Run the following commands to quantize the model:
$vai_q_tensorflow quantize \
--input_frozen_graph frozen_graph.pb \
--input_nodes ${input_nodes} \
--input_shapes ${input_shapes} \
--output_nodes ${output_nodes} \
--input_fn input_fn \
[options]
The input_nodes
and output_nodes
arguments
are the name list of input nodes of the quantize graph. They serve as the start and
end points of quantization. The main graph between them is quantized if it is
quantizable, as shown in the following figure.
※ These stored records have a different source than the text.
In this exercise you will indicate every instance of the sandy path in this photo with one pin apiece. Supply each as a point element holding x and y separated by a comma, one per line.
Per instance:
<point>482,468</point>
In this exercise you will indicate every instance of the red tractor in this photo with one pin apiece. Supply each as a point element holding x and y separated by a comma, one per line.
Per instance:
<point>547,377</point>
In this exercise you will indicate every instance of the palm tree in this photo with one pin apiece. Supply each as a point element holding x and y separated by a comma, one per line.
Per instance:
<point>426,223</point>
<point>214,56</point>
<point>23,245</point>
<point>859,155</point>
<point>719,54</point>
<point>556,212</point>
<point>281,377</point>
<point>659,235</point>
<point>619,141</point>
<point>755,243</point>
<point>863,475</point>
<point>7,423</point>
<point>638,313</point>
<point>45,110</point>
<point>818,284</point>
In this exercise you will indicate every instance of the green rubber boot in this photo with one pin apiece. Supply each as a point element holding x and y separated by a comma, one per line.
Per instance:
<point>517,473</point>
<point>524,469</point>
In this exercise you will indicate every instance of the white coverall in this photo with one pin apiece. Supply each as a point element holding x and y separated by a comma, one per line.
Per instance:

It is recommended to set –input_nodes
as the
last nodes of the pre-processing part and -output_nodes
as the last nodes of the main graph because some
operations in the pre-and- post-processing parts are not quantizable. It might cause
errors when the model is compiled by the Vitis AI
compiler and deployed to the DPU.
The input nodes might not be the same as the placeholder nodes of the graph. The placeholder nodes should be set as input nodes if the frozen graph does not contain in-graph pre-processing.
The input_fn
should be consistent
with the placeholder nodes.
[options] stands for optional parameters. The most commonly used options are:
- weight_bit
- Bit width for quantized weight and bias (the default value is 8).
- activation_bit
- Bit width for quantized activation (the default value is 8).
- method
- Quantization methods, including 0 for non-overflow, 1 for min-diffs, and 2 for min-diffs with normalization. The non-overflow approach ensures that no values are saturated during quantization. The results can be affected by outliers. The min-diffs method allows saturation for quantization to achieve a lower quantization difference. It is more robust to outliers and usually results in a narrower range than the non-overflow method.